With the new job opening up a whole new world to the architect, he soon found himself taking care of both the exhibition spaces and the artists themselves. In turn, his work was marked by a growing sensitivity for spatial proportions and a design fit to interpret the art work itself. From creating small niches to vast open spaces, exhibition architecture predominated his work for the following years, until slowly and parallel-wise, his own architectural projects began to take form, literally. In 1982, the architect opened his office in Locarno, since 1985 known as ‘Studio d’architettura Christoph Zürcher’. The current team at the Studio includes Natascha Baumeister, Gabriella Simonini, Cristina Schelldorfer and Elena Dazio.

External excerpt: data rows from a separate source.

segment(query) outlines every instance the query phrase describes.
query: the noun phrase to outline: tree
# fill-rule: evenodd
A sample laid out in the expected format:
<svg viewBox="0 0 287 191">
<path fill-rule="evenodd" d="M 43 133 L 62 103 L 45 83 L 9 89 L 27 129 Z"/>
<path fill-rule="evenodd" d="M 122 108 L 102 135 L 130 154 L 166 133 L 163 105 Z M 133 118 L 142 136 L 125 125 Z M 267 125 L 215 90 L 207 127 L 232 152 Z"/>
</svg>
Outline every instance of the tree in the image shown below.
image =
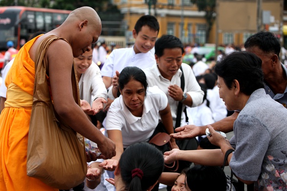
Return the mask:
<svg viewBox="0 0 287 191">
<path fill-rule="evenodd" d="M 208 42 L 209 34 L 212 25 L 215 21 L 216 0 L 190 0 L 193 3 L 196 4 L 198 10 L 205 11 L 205 18 L 206 21 L 206 41 Z"/>
</svg>

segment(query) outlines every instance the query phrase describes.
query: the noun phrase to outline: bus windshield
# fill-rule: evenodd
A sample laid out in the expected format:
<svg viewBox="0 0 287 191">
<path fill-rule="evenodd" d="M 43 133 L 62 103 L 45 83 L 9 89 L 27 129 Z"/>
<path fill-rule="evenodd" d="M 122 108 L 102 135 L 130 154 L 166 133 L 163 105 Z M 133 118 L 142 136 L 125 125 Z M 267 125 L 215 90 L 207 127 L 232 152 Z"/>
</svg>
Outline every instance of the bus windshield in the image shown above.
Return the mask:
<svg viewBox="0 0 287 191">
<path fill-rule="evenodd" d="M 15 25 L 18 14 L 15 13 L 0 14 L 0 50 L 6 49 L 6 43 L 8 40 L 14 42 L 15 47 L 17 41 L 17 26 Z"/>
<path fill-rule="evenodd" d="M 0 7 L 0 51 L 12 40 L 20 49 L 34 33 L 49 32 L 61 25 L 71 11 L 28 7 Z"/>
</svg>

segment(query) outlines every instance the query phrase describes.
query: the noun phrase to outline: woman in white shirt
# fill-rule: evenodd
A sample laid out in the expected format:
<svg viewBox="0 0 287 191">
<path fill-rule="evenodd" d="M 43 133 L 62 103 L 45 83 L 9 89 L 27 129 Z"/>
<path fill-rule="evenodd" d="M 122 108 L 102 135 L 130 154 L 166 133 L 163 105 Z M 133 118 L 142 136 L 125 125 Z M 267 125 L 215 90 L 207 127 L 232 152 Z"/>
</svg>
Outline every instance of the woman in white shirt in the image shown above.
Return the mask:
<svg viewBox="0 0 287 191">
<path fill-rule="evenodd" d="M 173 132 L 166 96 L 157 86 L 147 88 L 143 70 L 137 67 L 124 68 L 120 75 L 119 85 L 121 95 L 111 105 L 105 126 L 108 137 L 116 144 L 117 154 L 100 165 L 109 171 L 115 170 L 124 149 L 149 140 L 160 115 L 167 134 Z M 171 142 L 174 148 L 178 148 L 175 139 Z"/>
</svg>

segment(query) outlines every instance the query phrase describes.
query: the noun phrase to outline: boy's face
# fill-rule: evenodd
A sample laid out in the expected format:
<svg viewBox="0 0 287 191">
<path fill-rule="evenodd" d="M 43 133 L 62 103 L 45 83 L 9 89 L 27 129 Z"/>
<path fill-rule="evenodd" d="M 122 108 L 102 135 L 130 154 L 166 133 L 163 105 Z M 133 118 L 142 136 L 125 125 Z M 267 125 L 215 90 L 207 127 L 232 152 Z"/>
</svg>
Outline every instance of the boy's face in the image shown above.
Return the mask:
<svg viewBox="0 0 287 191">
<path fill-rule="evenodd" d="M 93 50 L 89 52 L 85 52 L 82 55 L 74 58 L 74 61 L 77 70 L 78 76 L 84 74 L 92 64 L 93 58 Z"/>
<path fill-rule="evenodd" d="M 136 54 L 146 53 L 153 48 L 158 32 L 151 30 L 147 25 L 143 26 L 142 30 L 137 34 L 136 30 L 133 30 L 133 36 L 135 39 L 134 50 Z"/>
</svg>

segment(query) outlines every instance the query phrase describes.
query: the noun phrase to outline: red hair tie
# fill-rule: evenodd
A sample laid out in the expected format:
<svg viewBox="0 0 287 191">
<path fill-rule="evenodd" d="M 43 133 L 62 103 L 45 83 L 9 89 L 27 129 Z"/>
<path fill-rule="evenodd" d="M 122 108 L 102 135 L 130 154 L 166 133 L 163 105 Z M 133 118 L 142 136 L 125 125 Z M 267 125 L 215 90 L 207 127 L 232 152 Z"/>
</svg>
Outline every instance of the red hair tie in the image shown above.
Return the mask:
<svg viewBox="0 0 287 191">
<path fill-rule="evenodd" d="M 132 171 L 132 177 L 134 178 L 135 176 L 138 176 L 139 178 L 142 180 L 143 176 L 144 176 L 144 172 L 143 172 L 143 171 L 140 169 L 135 169 L 133 170 Z"/>
</svg>

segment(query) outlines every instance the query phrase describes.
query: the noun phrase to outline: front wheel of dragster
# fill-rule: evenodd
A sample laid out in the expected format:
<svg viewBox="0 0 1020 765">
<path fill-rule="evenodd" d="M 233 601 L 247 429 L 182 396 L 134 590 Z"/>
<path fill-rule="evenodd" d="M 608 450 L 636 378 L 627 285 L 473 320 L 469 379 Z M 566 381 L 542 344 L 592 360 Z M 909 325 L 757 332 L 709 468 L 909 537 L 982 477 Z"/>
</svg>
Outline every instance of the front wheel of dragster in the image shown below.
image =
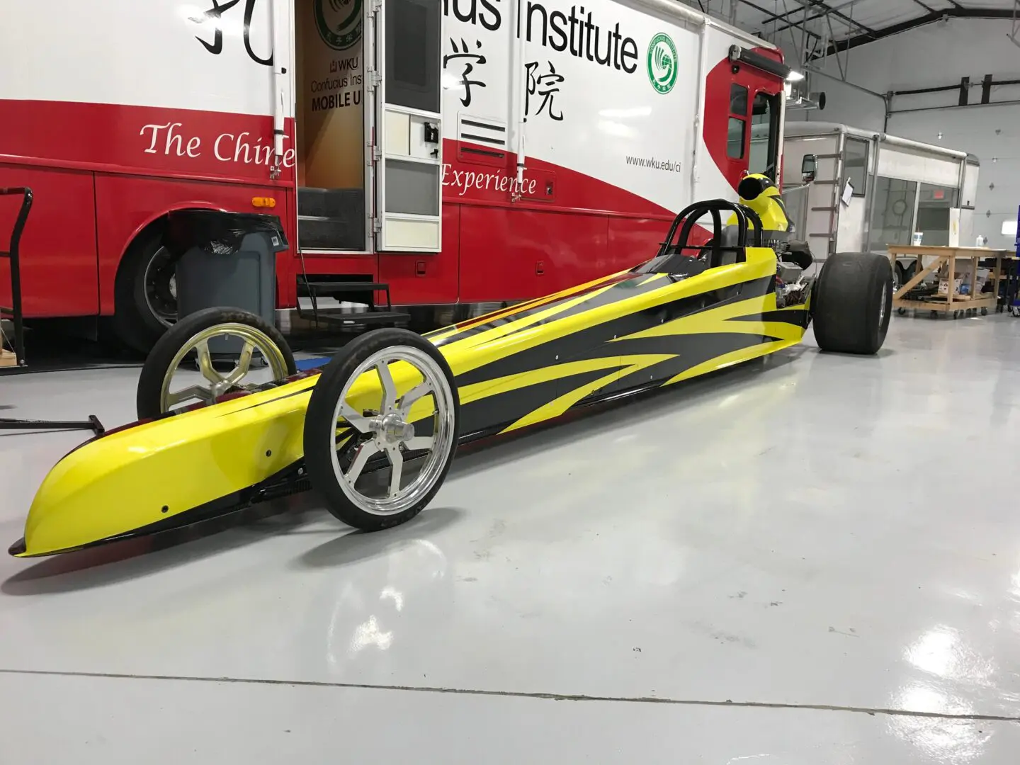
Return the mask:
<svg viewBox="0 0 1020 765">
<path fill-rule="evenodd" d="M 460 398 L 435 345 L 407 329 L 355 338 L 322 370 L 305 414 L 305 467 L 326 509 L 366 531 L 420 513 L 457 449 Z"/>
<path fill-rule="evenodd" d="M 139 419 L 251 393 L 297 373 L 279 330 L 240 308 L 205 308 L 156 341 L 138 378 Z"/>
<path fill-rule="evenodd" d="M 830 255 L 812 294 L 815 340 L 823 351 L 873 354 L 892 315 L 892 267 L 870 252 Z"/>
</svg>

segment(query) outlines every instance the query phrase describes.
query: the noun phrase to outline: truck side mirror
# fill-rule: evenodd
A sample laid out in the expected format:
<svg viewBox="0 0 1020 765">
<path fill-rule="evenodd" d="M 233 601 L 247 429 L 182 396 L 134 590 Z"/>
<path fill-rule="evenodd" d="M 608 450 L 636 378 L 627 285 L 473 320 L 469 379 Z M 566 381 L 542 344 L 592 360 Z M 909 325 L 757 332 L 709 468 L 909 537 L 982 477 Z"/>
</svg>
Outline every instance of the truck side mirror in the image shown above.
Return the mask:
<svg viewBox="0 0 1020 765">
<path fill-rule="evenodd" d="M 815 154 L 805 154 L 801 160 L 801 181 L 810 184 L 818 174 L 818 157 Z"/>
</svg>

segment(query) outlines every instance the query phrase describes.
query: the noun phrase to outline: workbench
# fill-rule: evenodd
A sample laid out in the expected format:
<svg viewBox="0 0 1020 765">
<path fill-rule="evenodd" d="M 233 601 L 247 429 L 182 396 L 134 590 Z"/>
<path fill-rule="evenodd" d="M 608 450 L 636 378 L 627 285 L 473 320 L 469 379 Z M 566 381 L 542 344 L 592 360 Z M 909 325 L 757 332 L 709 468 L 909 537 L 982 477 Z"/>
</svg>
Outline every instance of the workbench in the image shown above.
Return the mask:
<svg viewBox="0 0 1020 765">
<path fill-rule="evenodd" d="M 967 315 L 980 310 L 981 314 L 987 314 L 989 308 L 999 305 L 999 283 L 1002 279 L 1003 262 L 1007 258 L 1015 257 L 1013 250 L 994 250 L 988 247 L 924 247 L 912 245 L 889 245 L 889 261 L 896 268 L 897 256 L 916 257 L 917 266 L 913 277 L 892 295 L 892 308 L 900 313 L 905 313 L 907 309 L 917 311 L 931 311 L 933 315 L 939 313 L 953 314 L 953 317 Z M 923 258 L 931 258 L 928 265 L 924 265 Z M 956 275 L 960 271 L 957 269 L 958 260 L 968 261 L 970 271 L 971 290 L 977 285 L 978 263 L 981 260 L 992 259 L 996 261 L 994 286 L 991 292 L 968 295 L 956 294 Z M 944 264 L 949 264 L 948 292 L 932 295 L 924 300 L 909 299 L 907 295 L 932 271 L 936 271 Z"/>
</svg>

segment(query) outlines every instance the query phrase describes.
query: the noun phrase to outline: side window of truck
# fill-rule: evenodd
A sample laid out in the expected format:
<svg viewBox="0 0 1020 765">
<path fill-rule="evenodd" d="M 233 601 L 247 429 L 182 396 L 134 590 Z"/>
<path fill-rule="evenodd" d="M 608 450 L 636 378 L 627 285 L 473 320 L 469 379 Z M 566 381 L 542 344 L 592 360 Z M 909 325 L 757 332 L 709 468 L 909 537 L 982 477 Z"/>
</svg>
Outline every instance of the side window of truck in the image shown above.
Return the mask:
<svg viewBox="0 0 1020 765">
<path fill-rule="evenodd" d="M 726 131 L 726 156 L 744 159 L 744 146 L 748 138 L 748 89 L 743 85 L 729 86 L 729 121 Z"/>
<path fill-rule="evenodd" d="M 761 172 L 776 180 L 779 149 L 779 96 L 759 92 L 751 108 L 751 152 L 748 172 Z"/>
</svg>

Little marvels in the landscape
The architect has since specialised in private homes and villas, as well as cultural buildings. His buildings form architectural gems of homes, studios and museums, aimed at finding the synthesis of exteriors and interiors and architecturally summarising single spaces into condensed sequences of volume. The sight of his buildings may transport you – either to film sets of the ‘50s and ‘60s or even into the earlier times of classic modernism and the Bauhaus era, when the call for an aesthetic synthesis of simplicity and function was just in its beginnings. If there is such a thing as ‘quietly ringing out loud’, it may describe the subtlety of the Zürcher stone and glass designs, set together in compact yet well-aligned proportions, creating little marvels in the landscape.
Artistic interconnection
“My relationship network, if you want to call it that, is the art world,” states the architect. Having worked together with curator Harald Szeemann for the Venice Biennale and a variation of museum buildings and exhibition spaces of all sizes, his close ties with the arts are still prevalent today. With the arte-ria art space, Christoph Zuercher has created an exhibition space for contemporary artists right next to his Locarno studio. Artists who have exhibited there since 2007 include renowned artist couple Christo & Jeanne-Claude as well as Felice Varini, who regard architecture as either inspiration or background for their work. Most recently, the documenta artist Thomas Virnich has exhibited a series of three-dimensional objects at the arte-ria space.
“By connecting and interpreting desires and topography, ecology and culture, architecture continues to meet sociology,” says Christoph Zürcher. For him, the all-embracing artistic spirit of the ‘70s, merging the various ‘disciplines’ into one, is still valid today – meaning that every artist has a palette of creative channels to choose from. Much to our delight, architecture happens to be Christoph Zürcher’s chosen one.